There was a tense silence, inhabited only by the hum of the machinery, and then Jack lifted his eyes to Moira again. A muscle worked, and he almost whispered, "We're supposed to protect him."

"And, this time, whatever he saw in there made him realize tha' there was somethin' in there tha' ye couldnae protect him from. But he, in turn, could shelter ye." The smile she gave him held no mirth. "Trust me when I say tha' I know exactly how frustratin' it is ta be forced onta th' sidelines. It's painful an' frightenin' an' a pain in the arse. Sometimes th' ones we desperately need ta protect 'ave ta do it on their own. It doesnae mean we have ta like it."

The alter was silent for a long moment, his eyes still fixed on the tiles. His lips were moving, the mumbled words barely audible. The rest of the alters were adding their opinions.

"Look, we're all freaked, but she's right. I know you picked up the self-flagellation from a world champion, but you didn't do anything wrong. You need to chill so we can get through this. -- Please, Jack. Charles isn't here and Jim's gone, we need you. Please don't fight with Moira anymore. . . . all right. All right."

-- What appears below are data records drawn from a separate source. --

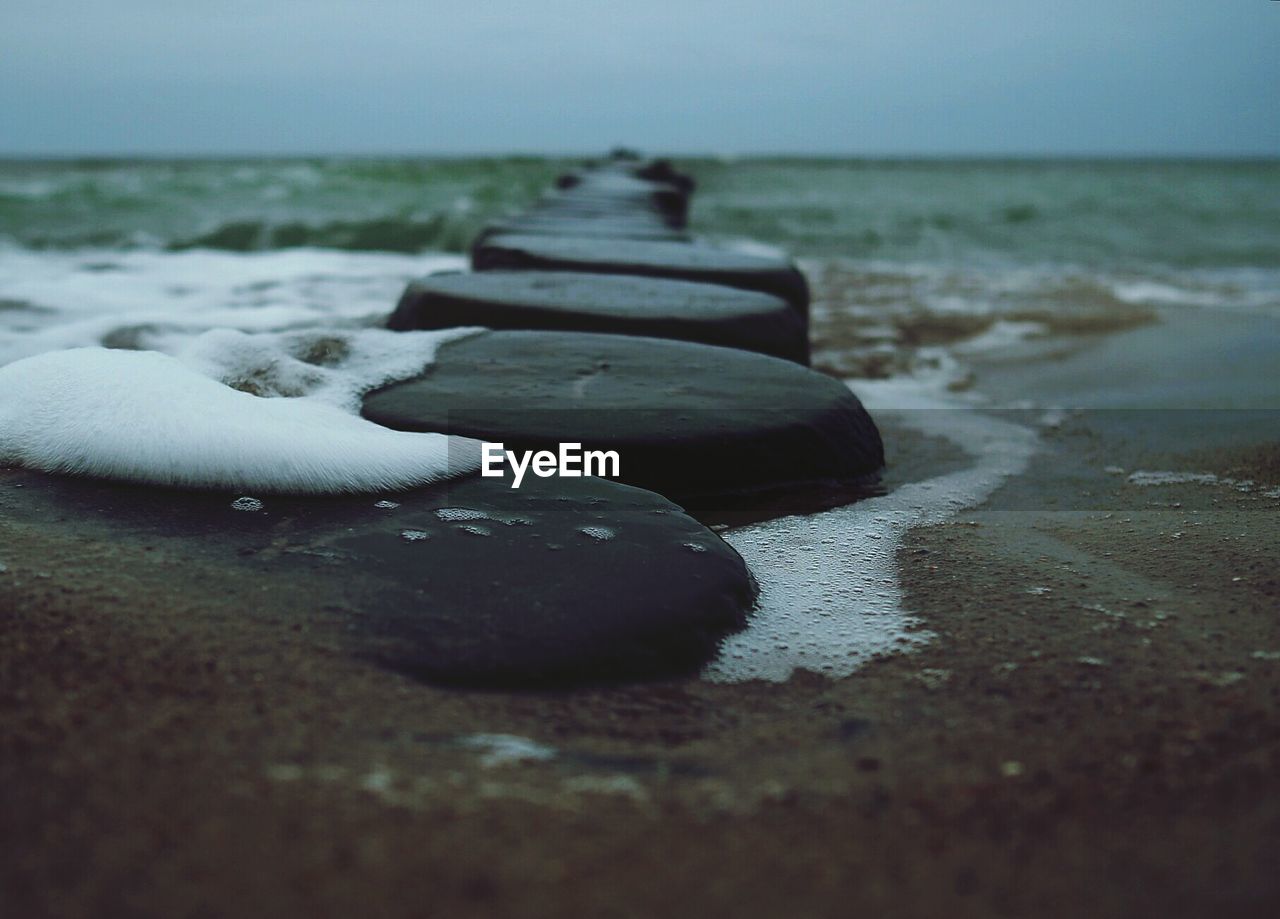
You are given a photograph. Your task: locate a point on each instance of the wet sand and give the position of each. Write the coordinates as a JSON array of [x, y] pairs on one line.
[[1095, 728]]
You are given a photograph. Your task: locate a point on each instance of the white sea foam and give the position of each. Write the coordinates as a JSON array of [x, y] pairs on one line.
[[251, 378], [145, 416], [830, 591], [91, 297]]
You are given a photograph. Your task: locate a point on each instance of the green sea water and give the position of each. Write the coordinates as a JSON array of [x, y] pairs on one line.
[[1129, 214]]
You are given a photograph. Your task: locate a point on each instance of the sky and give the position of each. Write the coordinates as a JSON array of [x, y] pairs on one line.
[[841, 77]]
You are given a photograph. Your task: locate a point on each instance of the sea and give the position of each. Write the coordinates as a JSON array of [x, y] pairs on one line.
[[928, 275]]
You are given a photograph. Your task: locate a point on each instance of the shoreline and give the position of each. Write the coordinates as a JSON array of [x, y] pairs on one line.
[[1091, 726]]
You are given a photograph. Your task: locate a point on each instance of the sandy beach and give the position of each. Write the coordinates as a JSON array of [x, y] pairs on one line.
[[1092, 727]]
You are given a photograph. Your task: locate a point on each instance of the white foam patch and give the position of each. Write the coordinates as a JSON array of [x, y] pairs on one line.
[[92, 297], [1146, 478], [506, 749], [830, 591], [173, 420]]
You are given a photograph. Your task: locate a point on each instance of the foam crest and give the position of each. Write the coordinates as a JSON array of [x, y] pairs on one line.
[[830, 591], [152, 417]]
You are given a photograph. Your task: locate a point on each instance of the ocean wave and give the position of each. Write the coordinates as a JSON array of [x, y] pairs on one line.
[[438, 232]]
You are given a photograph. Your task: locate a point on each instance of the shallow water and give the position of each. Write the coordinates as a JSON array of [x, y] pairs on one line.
[[1127, 284]]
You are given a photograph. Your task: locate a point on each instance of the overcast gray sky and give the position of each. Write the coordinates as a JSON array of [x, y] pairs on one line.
[[695, 76]]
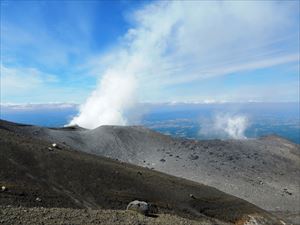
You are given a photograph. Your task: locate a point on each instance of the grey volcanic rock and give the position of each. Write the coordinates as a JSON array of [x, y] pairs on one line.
[[262, 171]]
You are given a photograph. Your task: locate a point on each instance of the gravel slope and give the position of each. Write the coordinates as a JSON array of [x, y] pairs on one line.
[[66, 178]]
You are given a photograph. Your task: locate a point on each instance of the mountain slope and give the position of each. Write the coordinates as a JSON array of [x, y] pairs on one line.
[[123, 182]]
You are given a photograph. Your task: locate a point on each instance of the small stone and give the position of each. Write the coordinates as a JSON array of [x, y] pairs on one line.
[[193, 157], [139, 206], [192, 196]]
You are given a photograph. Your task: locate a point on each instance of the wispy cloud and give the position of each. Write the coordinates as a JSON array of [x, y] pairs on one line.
[[179, 42]]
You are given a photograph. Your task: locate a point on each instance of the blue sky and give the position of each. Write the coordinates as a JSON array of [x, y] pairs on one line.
[[149, 51]]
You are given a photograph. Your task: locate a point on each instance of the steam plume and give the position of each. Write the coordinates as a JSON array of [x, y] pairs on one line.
[[226, 126], [176, 42]]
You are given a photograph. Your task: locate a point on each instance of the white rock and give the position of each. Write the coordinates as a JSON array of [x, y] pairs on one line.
[[139, 206]]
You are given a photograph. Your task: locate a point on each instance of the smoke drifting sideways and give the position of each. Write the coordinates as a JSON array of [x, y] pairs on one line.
[[107, 104], [226, 126], [172, 43]]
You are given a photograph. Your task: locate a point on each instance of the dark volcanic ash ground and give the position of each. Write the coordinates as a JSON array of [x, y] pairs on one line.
[[263, 171]]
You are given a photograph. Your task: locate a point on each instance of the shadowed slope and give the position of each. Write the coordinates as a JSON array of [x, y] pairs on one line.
[[67, 178]]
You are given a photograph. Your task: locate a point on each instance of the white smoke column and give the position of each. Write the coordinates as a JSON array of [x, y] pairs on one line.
[[233, 126], [107, 103], [176, 42]]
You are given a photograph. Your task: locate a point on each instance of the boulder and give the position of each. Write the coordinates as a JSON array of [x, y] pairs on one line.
[[139, 206]]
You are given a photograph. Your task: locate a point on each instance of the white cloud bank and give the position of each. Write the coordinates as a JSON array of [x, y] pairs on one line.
[[179, 42], [226, 126]]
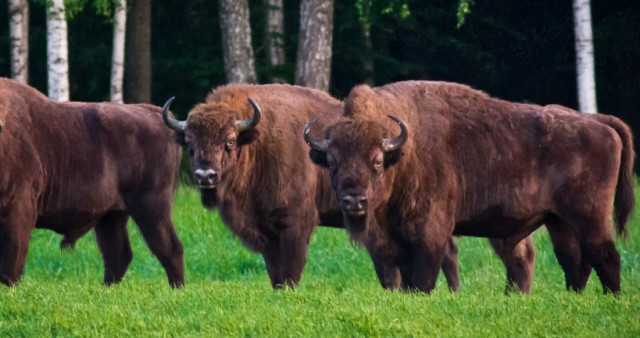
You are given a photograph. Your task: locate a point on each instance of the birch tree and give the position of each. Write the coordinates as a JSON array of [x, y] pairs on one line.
[[236, 41], [313, 64], [584, 56], [275, 34], [57, 52], [19, 36], [138, 53], [117, 60]]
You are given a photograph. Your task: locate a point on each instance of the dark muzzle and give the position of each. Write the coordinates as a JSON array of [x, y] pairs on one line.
[[354, 205], [207, 178]]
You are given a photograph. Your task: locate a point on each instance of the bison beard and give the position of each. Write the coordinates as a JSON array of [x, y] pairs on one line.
[[57, 156]]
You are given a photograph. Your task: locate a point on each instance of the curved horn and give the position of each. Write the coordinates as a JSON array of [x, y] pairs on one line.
[[398, 141], [243, 125], [170, 121], [319, 145]]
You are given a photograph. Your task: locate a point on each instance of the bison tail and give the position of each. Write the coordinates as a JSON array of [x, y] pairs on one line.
[[624, 199]]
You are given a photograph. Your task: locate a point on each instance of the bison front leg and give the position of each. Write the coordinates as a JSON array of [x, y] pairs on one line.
[[15, 232], [450, 265], [566, 246], [113, 241], [426, 263], [389, 276], [271, 256], [518, 262], [152, 213], [293, 247]]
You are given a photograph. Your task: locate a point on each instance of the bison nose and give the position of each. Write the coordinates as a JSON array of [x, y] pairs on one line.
[[354, 203], [206, 177]]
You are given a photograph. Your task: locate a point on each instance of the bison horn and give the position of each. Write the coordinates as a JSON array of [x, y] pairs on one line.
[[398, 141], [243, 125], [170, 121], [319, 145]]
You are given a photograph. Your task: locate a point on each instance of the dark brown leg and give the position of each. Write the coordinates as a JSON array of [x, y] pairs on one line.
[[569, 254], [113, 241], [518, 261], [450, 265], [15, 232], [271, 257], [293, 248], [426, 263], [389, 276], [152, 214]]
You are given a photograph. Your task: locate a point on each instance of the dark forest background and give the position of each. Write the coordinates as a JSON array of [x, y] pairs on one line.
[[515, 50]]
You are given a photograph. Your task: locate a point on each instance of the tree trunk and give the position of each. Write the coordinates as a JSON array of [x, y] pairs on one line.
[[584, 56], [57, 52], [137, 67], [367, 62], [313, 67], [275, 35], [19, 36], [236, 41], [117, 59]]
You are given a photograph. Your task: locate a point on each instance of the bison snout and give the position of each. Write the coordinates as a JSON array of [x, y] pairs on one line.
[[354, 205], [207, 178]]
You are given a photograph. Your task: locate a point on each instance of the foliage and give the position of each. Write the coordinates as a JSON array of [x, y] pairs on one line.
[[464, 9], [228, 292]]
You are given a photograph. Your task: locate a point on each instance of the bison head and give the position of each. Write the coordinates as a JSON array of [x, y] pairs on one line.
[[357, 154], [214, 136]]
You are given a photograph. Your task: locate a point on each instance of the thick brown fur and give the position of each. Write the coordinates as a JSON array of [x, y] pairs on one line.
[[476, 165], [268, 192], [72, 167]]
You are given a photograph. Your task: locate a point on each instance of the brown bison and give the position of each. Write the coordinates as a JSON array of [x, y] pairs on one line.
[[464, 163], [250, 161], [72, 167]]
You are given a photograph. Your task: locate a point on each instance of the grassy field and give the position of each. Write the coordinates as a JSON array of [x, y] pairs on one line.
[[228, 292]]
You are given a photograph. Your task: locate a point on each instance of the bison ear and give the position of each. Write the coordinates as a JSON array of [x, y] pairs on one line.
[[248, 136], [318, 157], [178, 136], [392, 157], [209, 198]]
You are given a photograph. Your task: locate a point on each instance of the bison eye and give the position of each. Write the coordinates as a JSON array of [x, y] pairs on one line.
[[331, 164], [230, 144], [377, 166]]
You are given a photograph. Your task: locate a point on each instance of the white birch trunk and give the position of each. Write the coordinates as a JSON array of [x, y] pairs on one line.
[[117, 60], [236, 41], [57, 52], [19, 36], [313, 64], [585, 68], [275, 34]]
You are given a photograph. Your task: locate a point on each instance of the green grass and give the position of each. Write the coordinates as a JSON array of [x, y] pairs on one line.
[[228, 292]]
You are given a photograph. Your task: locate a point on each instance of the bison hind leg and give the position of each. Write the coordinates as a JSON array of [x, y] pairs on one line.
[[605, 259], [450, 265], [113, 241], [566, 246], [66, 244], [518, 261]]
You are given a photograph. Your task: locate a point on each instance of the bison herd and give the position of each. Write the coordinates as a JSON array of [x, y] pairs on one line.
[[403, 168]]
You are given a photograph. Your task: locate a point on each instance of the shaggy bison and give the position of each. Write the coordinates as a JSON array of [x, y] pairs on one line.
[[249, 160], [74, 166], [464, 163]]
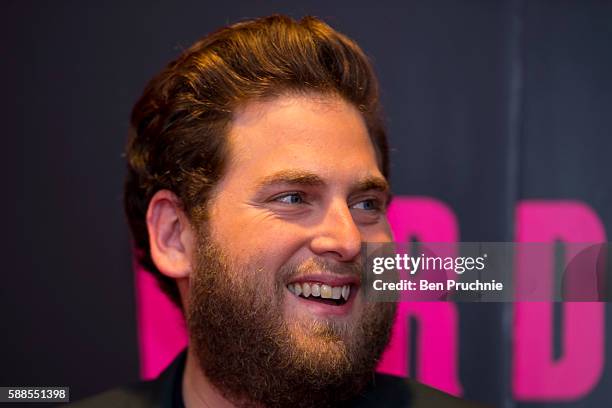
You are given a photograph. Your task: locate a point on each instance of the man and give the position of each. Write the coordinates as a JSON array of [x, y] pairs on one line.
[[257, 166]]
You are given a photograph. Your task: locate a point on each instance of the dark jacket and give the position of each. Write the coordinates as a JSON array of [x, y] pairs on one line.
[[166, 392]]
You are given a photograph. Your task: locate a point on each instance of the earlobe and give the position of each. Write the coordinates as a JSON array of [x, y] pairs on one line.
[[170, 235]]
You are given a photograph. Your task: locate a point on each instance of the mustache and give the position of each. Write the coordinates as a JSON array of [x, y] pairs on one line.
[[321, 265]]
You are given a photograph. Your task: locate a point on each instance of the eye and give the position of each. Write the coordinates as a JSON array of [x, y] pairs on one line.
[[367, 205], [290, 198]]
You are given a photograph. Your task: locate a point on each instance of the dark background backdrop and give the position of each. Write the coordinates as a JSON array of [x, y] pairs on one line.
[[488, 103]]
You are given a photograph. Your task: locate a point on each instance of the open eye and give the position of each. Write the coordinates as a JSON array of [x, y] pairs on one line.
[[290, 198], [367, 205]]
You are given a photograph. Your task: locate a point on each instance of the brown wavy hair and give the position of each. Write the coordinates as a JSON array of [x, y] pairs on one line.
[[177, 138]]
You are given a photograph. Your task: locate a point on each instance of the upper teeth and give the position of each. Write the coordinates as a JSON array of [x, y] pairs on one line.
[[319, 290]]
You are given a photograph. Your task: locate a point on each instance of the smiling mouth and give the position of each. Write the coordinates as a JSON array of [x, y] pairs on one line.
[[321, 293]]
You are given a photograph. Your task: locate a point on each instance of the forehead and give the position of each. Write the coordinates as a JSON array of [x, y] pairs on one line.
[[321, 134]]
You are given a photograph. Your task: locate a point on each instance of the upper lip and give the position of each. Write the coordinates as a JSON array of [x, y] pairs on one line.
[[328, 279]]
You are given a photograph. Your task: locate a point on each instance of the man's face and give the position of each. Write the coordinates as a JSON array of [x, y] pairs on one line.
[[278, 268]]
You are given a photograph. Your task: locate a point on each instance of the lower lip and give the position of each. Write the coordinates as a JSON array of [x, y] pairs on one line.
[[323, 309]]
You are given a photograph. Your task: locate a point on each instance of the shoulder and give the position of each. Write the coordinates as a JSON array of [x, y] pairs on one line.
[[158, 393], [143, 394], [395, 392]]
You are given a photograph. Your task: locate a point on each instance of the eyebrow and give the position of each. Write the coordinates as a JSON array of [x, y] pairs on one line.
[[306, 178], [298, 177]]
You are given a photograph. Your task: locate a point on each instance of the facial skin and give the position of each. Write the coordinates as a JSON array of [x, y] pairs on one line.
[[301, 192]]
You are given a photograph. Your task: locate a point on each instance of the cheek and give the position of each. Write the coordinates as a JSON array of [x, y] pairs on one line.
[[377, 233]]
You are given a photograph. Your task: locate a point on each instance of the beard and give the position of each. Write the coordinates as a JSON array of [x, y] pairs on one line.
[[255, 357]]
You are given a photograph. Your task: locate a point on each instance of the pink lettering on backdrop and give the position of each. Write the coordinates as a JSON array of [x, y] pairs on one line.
[[427, 220], [161, 328], [536, 375]]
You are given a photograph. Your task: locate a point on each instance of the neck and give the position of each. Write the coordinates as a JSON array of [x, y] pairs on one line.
[[198, 391]]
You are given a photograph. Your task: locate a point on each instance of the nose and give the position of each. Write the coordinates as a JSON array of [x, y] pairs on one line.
[[337, 236]]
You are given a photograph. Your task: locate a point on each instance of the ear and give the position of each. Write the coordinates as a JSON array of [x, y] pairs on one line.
[[171, 236]]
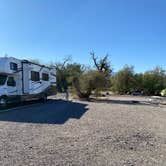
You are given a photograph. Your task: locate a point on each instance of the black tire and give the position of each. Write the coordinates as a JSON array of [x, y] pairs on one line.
[[44, 98], [3, 102]]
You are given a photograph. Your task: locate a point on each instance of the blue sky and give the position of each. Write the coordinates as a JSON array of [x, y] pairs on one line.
[[133, 32]]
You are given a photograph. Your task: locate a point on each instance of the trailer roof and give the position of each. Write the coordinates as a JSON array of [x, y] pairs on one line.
[[29, 62]]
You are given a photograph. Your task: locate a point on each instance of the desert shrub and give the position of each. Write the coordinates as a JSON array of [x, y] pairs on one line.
[[90, 81], [123, 81], [154, 81], [163, 92]]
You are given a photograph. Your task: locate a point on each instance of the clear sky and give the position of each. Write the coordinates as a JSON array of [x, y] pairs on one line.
[[132, 31]]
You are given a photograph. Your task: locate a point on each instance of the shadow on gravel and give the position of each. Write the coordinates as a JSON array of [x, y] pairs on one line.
[[52, 112], [127, 102]]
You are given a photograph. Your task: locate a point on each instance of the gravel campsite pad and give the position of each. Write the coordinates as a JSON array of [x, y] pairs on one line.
[[122, 130]]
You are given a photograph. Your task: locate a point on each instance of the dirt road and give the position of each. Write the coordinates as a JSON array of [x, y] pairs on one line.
[[119, 131]]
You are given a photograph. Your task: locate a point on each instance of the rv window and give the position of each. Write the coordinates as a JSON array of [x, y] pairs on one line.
[[3, 79], [35, 76], [11, 82], [45, 77], [13, 66]]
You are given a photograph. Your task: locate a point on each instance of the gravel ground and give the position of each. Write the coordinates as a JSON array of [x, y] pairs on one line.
[[119, 130]]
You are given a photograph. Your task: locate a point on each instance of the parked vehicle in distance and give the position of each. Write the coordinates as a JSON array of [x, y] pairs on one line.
[[22, 80]]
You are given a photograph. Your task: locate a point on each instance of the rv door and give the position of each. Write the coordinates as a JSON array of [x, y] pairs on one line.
[[11, 86]]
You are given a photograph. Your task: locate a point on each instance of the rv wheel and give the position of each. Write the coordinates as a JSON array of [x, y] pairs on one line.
[[3, 102], [44, 98]]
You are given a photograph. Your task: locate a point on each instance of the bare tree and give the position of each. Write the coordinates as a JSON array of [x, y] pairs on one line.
[[103, 64]]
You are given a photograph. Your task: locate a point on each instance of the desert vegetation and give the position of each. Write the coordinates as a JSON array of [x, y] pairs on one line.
[[83, 80]]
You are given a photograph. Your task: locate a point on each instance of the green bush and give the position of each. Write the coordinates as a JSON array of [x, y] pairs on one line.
[[163, 92]]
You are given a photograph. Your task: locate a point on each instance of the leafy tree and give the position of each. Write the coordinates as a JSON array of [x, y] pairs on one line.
[[93, 80]]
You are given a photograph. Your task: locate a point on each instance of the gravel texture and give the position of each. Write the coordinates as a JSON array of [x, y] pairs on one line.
[[117, 131]]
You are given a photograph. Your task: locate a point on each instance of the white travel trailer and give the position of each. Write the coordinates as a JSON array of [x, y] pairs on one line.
[[22, 80]]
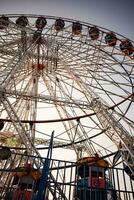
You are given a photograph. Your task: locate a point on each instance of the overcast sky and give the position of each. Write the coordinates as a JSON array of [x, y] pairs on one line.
[[116, 15]]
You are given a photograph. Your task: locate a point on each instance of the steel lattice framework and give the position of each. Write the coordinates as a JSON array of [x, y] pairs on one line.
[[67, 81]]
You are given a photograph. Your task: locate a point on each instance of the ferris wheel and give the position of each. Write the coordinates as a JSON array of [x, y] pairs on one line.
[[70, 77]]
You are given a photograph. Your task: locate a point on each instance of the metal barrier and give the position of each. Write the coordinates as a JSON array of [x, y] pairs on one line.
[[64, 181]]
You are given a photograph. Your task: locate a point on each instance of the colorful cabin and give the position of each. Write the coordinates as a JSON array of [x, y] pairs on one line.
[[1, 124], [111, 39], [127, 47], [91, 179], [4, 22], [76, 28], [94, 33], [22, 21], [59, 24], [40, 23], [24, 184]]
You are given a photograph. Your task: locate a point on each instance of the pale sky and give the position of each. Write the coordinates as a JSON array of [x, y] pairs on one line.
[[116, 15]]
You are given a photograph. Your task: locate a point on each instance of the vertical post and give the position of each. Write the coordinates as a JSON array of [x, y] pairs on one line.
[[43, 181]]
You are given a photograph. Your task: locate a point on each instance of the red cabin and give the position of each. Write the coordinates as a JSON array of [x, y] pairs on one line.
[[59, 24], [94, 33], [22, 21], [127, 47], [111, 39], [76, 28], [40, 23]]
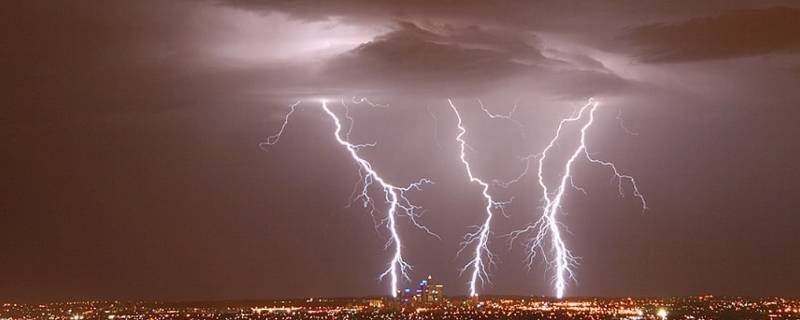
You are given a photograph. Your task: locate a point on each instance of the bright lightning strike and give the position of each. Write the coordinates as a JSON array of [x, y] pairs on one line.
[[478, 265], [548, 223], [394, 196]]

The last was spoken at normal volume. Jack raised his head, his expression now both composed and resigned. "I've been outvoted by the peanut gallery," he said.

Moira smirked, just a little bit. "And a good thin', too, or else I would've had ta box yer ears."

"Might be a threat if you could reach them," Jack replied without rancor. His affect remained the same, but his voice acquired Davey's cadence. "We're sorry, Moira. He didn't mean it about you not telling us about Charles and Aunt Gaby. He's got nobody to fight, and that makes him mad." A slight hitch and it dropped back to Jack's octave. "Got too much to think about and not enough to do," he finished, pressing a hand to the ever present headache.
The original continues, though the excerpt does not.